We offered safety to strangers, and marked that with safety pins on our jackets and FB logos for our profile pictures.










When Kellyanne Conway provided us with one more of her fabulous gaffes, we made that into a logo to commemorate the Bowling Green Massacre.









And then there was the Tinfoil Hat Brigade, for those loyal folks who need to be grounded in reality but seem to lose their grip on it regularly. The hat has a sparkling style, you have to admit.


These moments are fun, and the use of humor is not to be discounted.


Equally important, however, are the protests with links that writers have posted on FB and elsewhere stating facts (real ones, the kind that can be verified and stand the light of a thousand days), discussing positions, and keeping track of government activity.

https://thinkprogress.org/about is a progressive news site.

http://www.snopes.com investigates news stories and determines how accurate they are.
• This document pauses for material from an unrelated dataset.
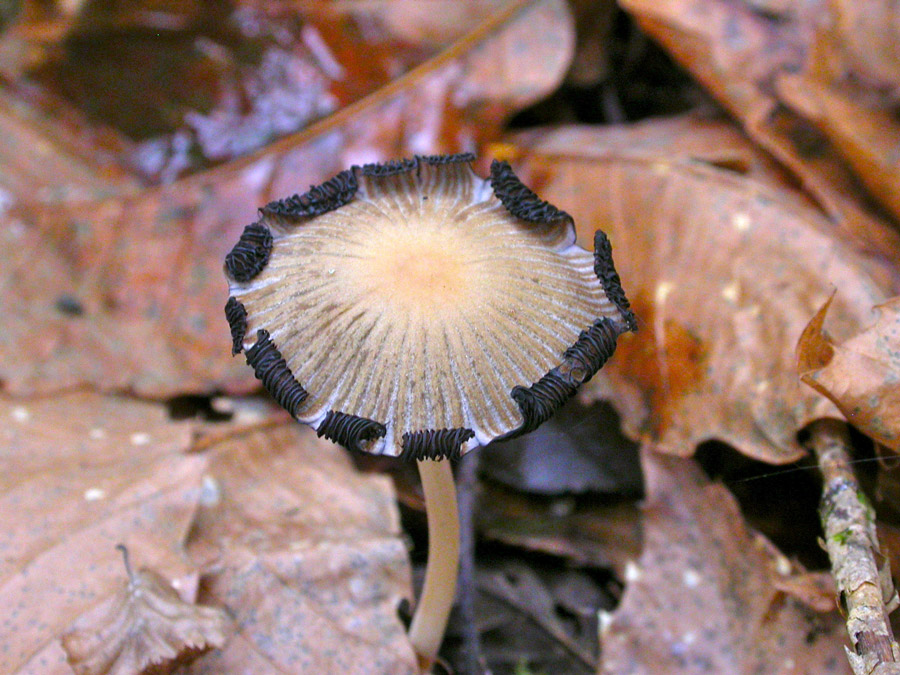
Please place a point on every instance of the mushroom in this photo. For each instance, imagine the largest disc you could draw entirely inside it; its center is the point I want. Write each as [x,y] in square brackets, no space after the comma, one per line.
[417,310]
http://capuano.house.gov/news/curtain.shtml is a page on Congressman Capuano’s website. There he lists actions taken by Congress that may not make the news but are still changing people’s lives, and usually not for the better. While newspapers foam at the mouth over every little tidbit about Russia, the Republicans in Congress are removing protections for clean drinking water, whistleblowers in nuclear power plants, and more.

One of the signs of a healthy personality is the variety of ways such a person copes with adversity. For some of us, we are living in a state of deepening adversity but we appear to be coping well. We are standing up for our views and values, reaching out to help others, using humor to underscore the absurdity or cruelty of a situation or position, and staying abreast of truth, facts, and information.


I’ve always believed that anything that can happen in another country could happen here, but I never expected it to happen so fast or in quite this way. Now I’m waiting to see how this new reality plays out in crime fiction.